United Nations urged to stop state-sponsored terrorism and religious discrimination
Foreign Minister Shah Mehmood Qureshi urged the international community on Thursday to act immediately to stop state-sponsored terrorism and religious discrimination in South Asia.
In a virtual address to a United Nations meeting in New York, the foreign minister highlighted the hateful political rhetoric and incitement to violence against vulnerable ethnic and religious groups practiced in Pakistan’s neighborhood.
Such practices, he said, had “resulted in discriminatory citizenship laws, attacks on places of worship and repeated state-sponsored pogroms against minorities.”
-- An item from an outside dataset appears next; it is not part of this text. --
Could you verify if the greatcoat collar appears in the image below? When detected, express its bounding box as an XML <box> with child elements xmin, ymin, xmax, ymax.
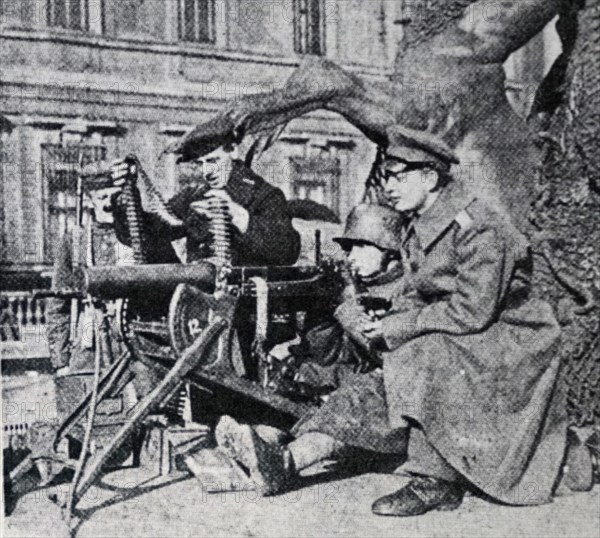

Mr Qureshi also sought attention to “the brutal occupation and suppression of peoples struggling for their right to self-determination” in the occupied Jammu and Kashmir, though he did not name India as the perpetrator.
He called upon the international community to recommit to the fundamental principles of human rights guaranteeing substantive equality for all and proposed “forging a global alliance against the rise and spread of Islamophobic as well as other violent nationalist and racist groups.”
The foreign minister made these remarks at a special meeting of the United Nations Economic and Social Council (ECOSOC) on “Reimagining Equality: Eliminating Racism, Xenophobia and Discrimination for all in the Decade of Action for SDGs”. UN Secretary-General António Guterres, the president of South Africa and the vice-president of Costa Rica also addressed the meeting on Thursday.
The special meeting was convened under Pakistan’s presidency of the ECOSOC and was aimed at addressing the linkage between structural racism, discrimination, inequalities and the pursuit of the Sustainable Development Goals (SDGs) — with a special focus on building those inter-linkages that help in a better response to the Covid-19 pandemic and its impacts.
The foreign minister pointed out that the pandemic had disproportionately impacted minorities, making them more vulnerable to extreme poverty and unemployment, as well as higher rates of infection.
He urged the international community to address the structural drivers of discrimination, including those rooted in the history and legacy of colonialism.
Pakistan’s Ambassador at UN Munir Akram opened the meeting as the council’s current president, reminding the participants that the Covid-19 crisis had revealed existing inequalities in unequal access to food, education, health, housing, as well as access to justice. “It has also incited xenophobia and discrimination,” he added.
He noted that reducing inequalities was at the heart of the 2030 Agenda for Sustainable Development, with a stand-alone goal (SDG10). “Leaving no one behind is also the overarching principle for this universal framework,” he said.
Ambassador Akram noted that during the 75th anniversary of the United Nations last September, world leaders committed to addressing the root causes of inequalities.
“Solidarity and cooperation among countries, societies, communities, and individual citizens is the only possible way to eliminating racism, xenophobia and discrimination for all,” he said.
The Pakistani envoy also stressed the need to make today’s economic and financial models more “people-centered” and aimed at serving humanity. “Systems that perpetuate racism and inequalities must be dismantled,” he said.
“We have reached a tipping point in which economic, social and environmental inequalities are intersecting in intolerable ways,” he warned. “Time is of the essence; I hope our session today will build the momentum for equality and an end to racism and discrimination.”